I was executive director of the Connecticut Association of Schools-Connecticut Interscholastic Athletic Conference and, on that day, was attending a meeting with the Commissioner of Education and the Board of Directors for the Connecticut Association of Public School Superintendents. The commissioner was interrupted to take a private call, left immediately, and shortly thereafter the news of a “school shooting” reached the nation.

Suddenly, what previously was important became insignificant as we were all shocked at yet another senseless act of violence. As details of the shooting rampage were released, the incident became more and more horrific. The principal of Sandy Hook Elementary at the time, Dawn Hochsprung, was one of the six adults who perished that day. She was a personal friend of mine.

So, like millions of Americans earlier this month, I was overcome with emotion when Newtown High School won the CIAC Class LL State Football Championship – seven years to the exact day of the Sandy Hook tragedy. Newtown won the state title on the last play of the game as Jack Street – a fourth-grader at Sandy Hook in 2012 – threw a touchdown pass just as the fog lifted enough to be able to see downfield.

Once again, high school sports, and football in particular, was a unifying activity for a community. Amid the sorrow of the day, this incredible storybook finish by the Newtown High School football team gave everyone in the community – at least for a moment – the strength to continue the healing process.

We have seen time after time when high school sports provided students, parents and those in our communities a means to come together, to band together and to rise above struggles arm in arm.

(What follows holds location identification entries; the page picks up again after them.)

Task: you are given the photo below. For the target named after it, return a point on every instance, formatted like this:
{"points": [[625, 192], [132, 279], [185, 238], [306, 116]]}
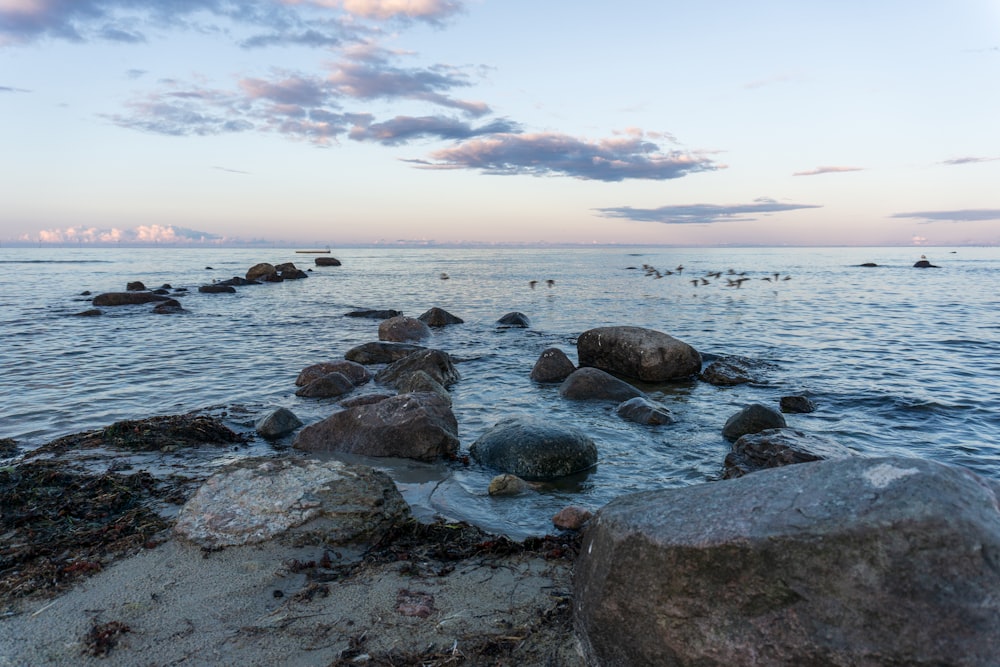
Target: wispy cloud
{"points": [[827, 170], [629, 156], [962, 215], [701, 214]]}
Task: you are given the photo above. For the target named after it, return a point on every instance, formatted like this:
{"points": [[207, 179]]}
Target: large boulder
{"points": [[552, 366], [639, 353], [417, 426], [594, 384], [848, 562], [534, 449], [381, 352], [435, 363], [403, 329], [777, 447], [257, 500], [754, 418]]}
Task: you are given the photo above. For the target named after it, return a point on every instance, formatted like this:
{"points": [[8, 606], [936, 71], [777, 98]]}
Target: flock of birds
{"points": [[733, 278]]}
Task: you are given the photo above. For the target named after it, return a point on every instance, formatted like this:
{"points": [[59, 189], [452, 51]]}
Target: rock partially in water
{"points": [[258, 500], [752, 419], [773, 448], [848, 562], [534, 449]]}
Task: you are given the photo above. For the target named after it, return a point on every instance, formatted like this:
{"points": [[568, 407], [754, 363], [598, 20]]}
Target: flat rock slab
{"points": [[257, 500]]}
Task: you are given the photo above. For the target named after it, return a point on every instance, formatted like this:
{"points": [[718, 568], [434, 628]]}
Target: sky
{"points": [[719, 122]]}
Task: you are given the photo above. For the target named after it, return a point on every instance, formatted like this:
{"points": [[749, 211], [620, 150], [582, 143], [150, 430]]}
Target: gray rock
{"points": [[752, 419], [643, 411], [435, 363], [534, 449], [402, 329], [777, 447], [437, 317], [639, 353], [257, 500], [594, 384], [848, 562], [276, 423], [381, 352], [327, 386], [416, 426], [354, 371], [797, 404], [552, 366]]}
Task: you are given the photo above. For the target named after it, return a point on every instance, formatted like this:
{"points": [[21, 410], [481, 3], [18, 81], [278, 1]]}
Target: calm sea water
{"points": [[899, 360]]}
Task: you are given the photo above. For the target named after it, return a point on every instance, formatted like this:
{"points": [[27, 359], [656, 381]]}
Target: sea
{"points": [[898, 360]]}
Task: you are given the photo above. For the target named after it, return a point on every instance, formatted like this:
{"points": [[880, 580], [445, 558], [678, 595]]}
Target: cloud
{"points": [[541, 154], [827, 170], [403, 129], [701, 214], [965, 215]]}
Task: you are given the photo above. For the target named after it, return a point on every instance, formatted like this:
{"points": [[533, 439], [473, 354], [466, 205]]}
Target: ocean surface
{"points": [[899, 360]]}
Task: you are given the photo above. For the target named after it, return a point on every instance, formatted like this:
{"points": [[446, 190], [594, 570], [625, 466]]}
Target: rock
{"points": [[514, 320], [643, 411], [796, 404], [327, 386], [416, 426], [217, 288], [436, 317], [435, 363], [402, 329], [276, 423], [355, 372], [374, 314], [571, 518], [126, 298], [848, 562], [778, 447], [257, 500], [381, 352], [594, 384], [534, 449], [263, 272], [639, 353], [169, 307], [552, 366], [752, 419], [508, 485]]}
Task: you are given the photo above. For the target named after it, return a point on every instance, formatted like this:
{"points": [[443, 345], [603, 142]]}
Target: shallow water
{"points": [[898, 360]]}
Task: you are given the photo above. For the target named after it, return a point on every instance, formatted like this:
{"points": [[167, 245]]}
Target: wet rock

This was but the latest example.

The grieving process will continue for those people who lost loved ones in the Sandy Hook tragedy, but this amazing effort by these high school football players brought smiles and tears of joy to a community that has not had many of those emotions for the past seven years.

Bobby Pattison, the Newtown High School football coach, had the following to say after the state title:

“The great thing about football and sports in general, moments like this bring people together,” Pattison said. “These guys had an outstanding year. To win a state championship, to win on the last play, it’s been a tremendous accomplishment. And these boys deserve it. They’re a great bunch.”

The value of high school football for communities across America? We would suggest what happened in Newtown, Connecticut, this season says it all.

Dr. Karissa L. Niehoff is in her second year as executive director of the National Federation of State High School Associations (NFHS) in Indianapolis, Indiana. She is the first female to head the national leadership organization for high school athletics and performing arts activities and the sixth full-time executive director of the NFHS, which celebrated its 100th year of service during the 2018-19 school year. She previously was executive director of the Connecticut Association of Schools-Connecticut Interscholastic Athletic Conference for seven years.